Kara: Do you feel that by allowing yourself to be a little messy, it’s made you a stronger band or one more willing to take risks?
Martin: We’re definitely more willing to take more risks. It’s not risks … we just like to do what we want to do, try new things. I think we have a fear of getting stuck in a category. That’s maybe why we like EPs because then we’re allowed to try out different ideas. The album defines us too much, I think, that’s why it’s harder for us to make it.
Kara: In the really funny introductory note to Passive Aggressive, Johan Angergård, the boss of Labrador Records, describes you a “ridiculously self-critical.” Would you agree? Has that held you back?

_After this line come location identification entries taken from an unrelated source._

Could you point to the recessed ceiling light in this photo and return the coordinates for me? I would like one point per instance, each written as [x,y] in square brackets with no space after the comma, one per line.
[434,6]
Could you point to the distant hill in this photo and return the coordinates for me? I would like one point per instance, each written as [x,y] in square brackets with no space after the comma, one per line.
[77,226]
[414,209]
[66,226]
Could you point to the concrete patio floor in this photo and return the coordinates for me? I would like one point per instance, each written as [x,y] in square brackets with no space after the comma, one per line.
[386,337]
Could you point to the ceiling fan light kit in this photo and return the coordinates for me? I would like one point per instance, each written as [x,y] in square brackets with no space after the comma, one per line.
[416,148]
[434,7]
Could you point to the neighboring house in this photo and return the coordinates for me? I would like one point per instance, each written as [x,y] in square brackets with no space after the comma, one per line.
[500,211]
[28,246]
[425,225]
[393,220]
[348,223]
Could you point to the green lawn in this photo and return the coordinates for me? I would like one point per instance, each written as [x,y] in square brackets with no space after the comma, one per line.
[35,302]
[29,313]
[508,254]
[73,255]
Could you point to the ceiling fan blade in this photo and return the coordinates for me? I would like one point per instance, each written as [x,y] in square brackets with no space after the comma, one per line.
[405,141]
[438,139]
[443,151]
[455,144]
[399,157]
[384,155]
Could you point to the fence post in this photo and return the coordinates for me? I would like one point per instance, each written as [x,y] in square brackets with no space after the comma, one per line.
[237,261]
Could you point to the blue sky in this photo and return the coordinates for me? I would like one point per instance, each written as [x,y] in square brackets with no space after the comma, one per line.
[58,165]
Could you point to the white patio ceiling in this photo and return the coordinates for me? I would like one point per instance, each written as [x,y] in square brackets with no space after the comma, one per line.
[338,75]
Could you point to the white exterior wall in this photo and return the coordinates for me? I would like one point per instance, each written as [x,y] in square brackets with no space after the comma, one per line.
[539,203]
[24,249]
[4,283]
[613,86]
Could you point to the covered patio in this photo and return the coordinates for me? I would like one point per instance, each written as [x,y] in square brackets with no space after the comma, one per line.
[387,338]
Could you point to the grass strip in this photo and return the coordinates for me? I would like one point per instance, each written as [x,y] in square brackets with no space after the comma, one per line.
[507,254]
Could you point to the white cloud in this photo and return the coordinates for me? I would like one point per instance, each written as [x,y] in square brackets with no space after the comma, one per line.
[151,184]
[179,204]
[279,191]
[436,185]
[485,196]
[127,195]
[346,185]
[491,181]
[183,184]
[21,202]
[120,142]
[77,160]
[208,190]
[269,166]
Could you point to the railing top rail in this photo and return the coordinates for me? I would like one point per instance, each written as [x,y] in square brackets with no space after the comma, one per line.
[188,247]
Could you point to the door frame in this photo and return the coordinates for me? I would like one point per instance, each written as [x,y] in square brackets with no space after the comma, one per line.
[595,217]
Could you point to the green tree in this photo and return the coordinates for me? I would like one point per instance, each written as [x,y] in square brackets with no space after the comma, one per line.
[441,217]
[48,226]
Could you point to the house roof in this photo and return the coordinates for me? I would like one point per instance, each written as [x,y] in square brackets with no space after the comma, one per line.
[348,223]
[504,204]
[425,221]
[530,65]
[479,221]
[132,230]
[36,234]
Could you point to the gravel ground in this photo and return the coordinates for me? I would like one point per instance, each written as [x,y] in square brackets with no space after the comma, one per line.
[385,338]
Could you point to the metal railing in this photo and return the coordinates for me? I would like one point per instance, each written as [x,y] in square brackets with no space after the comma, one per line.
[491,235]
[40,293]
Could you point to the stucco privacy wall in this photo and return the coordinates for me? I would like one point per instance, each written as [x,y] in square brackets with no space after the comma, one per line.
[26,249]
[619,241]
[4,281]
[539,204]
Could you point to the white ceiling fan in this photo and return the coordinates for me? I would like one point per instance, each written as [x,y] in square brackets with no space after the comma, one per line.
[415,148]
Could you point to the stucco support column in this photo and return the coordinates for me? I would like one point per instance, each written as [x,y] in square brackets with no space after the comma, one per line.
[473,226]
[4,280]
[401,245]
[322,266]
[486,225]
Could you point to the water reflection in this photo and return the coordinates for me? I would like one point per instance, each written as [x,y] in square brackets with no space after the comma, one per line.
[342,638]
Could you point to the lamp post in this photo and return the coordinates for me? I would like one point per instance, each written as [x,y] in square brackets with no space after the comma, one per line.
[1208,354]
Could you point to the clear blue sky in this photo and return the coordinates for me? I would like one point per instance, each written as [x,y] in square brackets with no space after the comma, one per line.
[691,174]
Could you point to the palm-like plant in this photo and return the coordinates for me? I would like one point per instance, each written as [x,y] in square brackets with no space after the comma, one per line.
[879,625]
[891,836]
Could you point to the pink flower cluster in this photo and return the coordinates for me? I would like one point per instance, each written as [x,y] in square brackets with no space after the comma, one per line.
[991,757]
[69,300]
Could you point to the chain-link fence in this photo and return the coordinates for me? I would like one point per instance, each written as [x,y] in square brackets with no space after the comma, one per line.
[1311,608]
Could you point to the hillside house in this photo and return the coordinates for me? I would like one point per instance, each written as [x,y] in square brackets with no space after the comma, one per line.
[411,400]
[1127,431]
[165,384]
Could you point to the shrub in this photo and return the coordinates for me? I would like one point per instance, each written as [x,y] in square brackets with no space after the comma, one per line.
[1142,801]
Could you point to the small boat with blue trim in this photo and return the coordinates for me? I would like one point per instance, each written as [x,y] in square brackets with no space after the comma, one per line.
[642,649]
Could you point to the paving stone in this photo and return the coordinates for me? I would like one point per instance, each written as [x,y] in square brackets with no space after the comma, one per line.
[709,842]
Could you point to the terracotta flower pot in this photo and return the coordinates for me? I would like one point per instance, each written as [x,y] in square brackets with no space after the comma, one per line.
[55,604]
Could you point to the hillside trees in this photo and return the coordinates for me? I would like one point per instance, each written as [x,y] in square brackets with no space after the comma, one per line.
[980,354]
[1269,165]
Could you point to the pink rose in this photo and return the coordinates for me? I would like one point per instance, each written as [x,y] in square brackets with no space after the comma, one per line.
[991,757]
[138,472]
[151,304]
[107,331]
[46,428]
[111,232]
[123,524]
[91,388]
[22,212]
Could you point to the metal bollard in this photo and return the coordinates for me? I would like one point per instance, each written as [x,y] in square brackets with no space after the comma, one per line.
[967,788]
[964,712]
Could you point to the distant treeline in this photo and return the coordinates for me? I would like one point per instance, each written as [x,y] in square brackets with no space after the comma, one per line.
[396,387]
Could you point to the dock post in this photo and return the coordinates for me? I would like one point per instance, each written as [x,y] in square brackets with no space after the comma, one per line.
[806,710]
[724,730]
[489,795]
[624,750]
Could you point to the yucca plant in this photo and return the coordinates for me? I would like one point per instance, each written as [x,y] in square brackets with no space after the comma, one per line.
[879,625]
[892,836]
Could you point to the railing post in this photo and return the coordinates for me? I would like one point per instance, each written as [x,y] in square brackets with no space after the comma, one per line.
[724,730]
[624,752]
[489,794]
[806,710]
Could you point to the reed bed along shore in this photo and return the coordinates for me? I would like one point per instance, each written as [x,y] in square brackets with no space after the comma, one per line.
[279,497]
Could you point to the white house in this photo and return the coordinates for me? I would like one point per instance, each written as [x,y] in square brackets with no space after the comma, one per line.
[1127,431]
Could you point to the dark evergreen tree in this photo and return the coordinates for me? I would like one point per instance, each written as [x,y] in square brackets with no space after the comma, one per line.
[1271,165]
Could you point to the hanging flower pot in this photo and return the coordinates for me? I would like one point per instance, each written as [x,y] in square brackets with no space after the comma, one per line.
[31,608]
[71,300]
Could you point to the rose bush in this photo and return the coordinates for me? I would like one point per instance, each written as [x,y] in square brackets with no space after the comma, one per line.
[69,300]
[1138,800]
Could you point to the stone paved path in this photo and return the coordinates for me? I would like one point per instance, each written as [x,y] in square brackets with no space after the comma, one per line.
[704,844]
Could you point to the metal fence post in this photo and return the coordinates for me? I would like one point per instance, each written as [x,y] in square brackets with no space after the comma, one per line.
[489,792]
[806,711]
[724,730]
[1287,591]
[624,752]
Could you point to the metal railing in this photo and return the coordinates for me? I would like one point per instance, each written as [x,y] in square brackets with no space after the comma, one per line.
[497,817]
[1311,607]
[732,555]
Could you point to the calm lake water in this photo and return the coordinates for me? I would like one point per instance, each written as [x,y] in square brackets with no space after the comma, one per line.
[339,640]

Johan: Yeah! Sometimes. It’s always like that, just before releasing something new I almost feel sick for a couple of a weeks.
Kara: Did you feel that way about Clinging To A Scheme?
Martin: Yes, really. Yes. Johan: It was horrible.
Kara: Well, given the critical praise and excitement about the record, do you feel more emboldened and not so self-critical? Or do you feel that served you?
Johan: I think it’s both, actually. If we weren’t that self-critical, I think we would be more boring as a band. When we started recording Clinging To A Scheme, for instance, in the beginning it was a really lame, almost conservative record that was being recorded. We had live drums, bass, two guitars and vocals and very little keyboard. If we weren’t self-critical, we might have released an album that doesn’t sound like now but something just old and boring instead. So I think it’s a good thing a lot of the time. Self-critical is good, but ridiculously self-critical, which I think is the case, I think is bad.
Kara: Are you already writing songs for the next record? Will you get it out more quickly?
Martin: Yes and hopefully ….
Johan: We’re going to take the time we need.
Martin: Of course. But hopefully we won’t have to take three years to finish the album.
Kara: [On the album], the single “Heaven’s on Fire” uses a quote from Thurston Moore of Sonic Youth: “People see rock ‘n’ roll as youth culture. When youth culture becomes monopolized by big business, what are the youth to do? Do you have any idea? I think we should destroy the bogus capitalist process that’s destroying youth culture.” Now, where did you find that quote and why was it so important to you that you wanted to include it within a song?
Johan: It’s from a film called “1991: The Year Punk Broke” which is a tour film of Sonic Youth, Nirvana and a couple of other bands touring the summer of ‘91. I used to watch that film a lot growing up and during the recording of Clinging To A Scheme, it just popped up in my head one day and I tried it and it sounded cool (laughs). So that’s one of the reasons. The other one is that I agree with what he says about destroying the capitalist process that is destroying youth culture. I don’t know how (laughs). But since we’re really lazy people we leave the destruction part to others and concentrate on the music instead.
Kara: Do you know if Thurston has heard the song?
Johan (to Martin): You saw him last summer on the street?
Martin: Yes, I passed him.
Kara: Did you grab him and tell him that you used his quote?
Martin: Actually, I was thinking about it just because I wanted to ask him if he felt it was okay for us to use it, but I didn’t.
Johan: We’re still waiting for the lawsuit (laughs).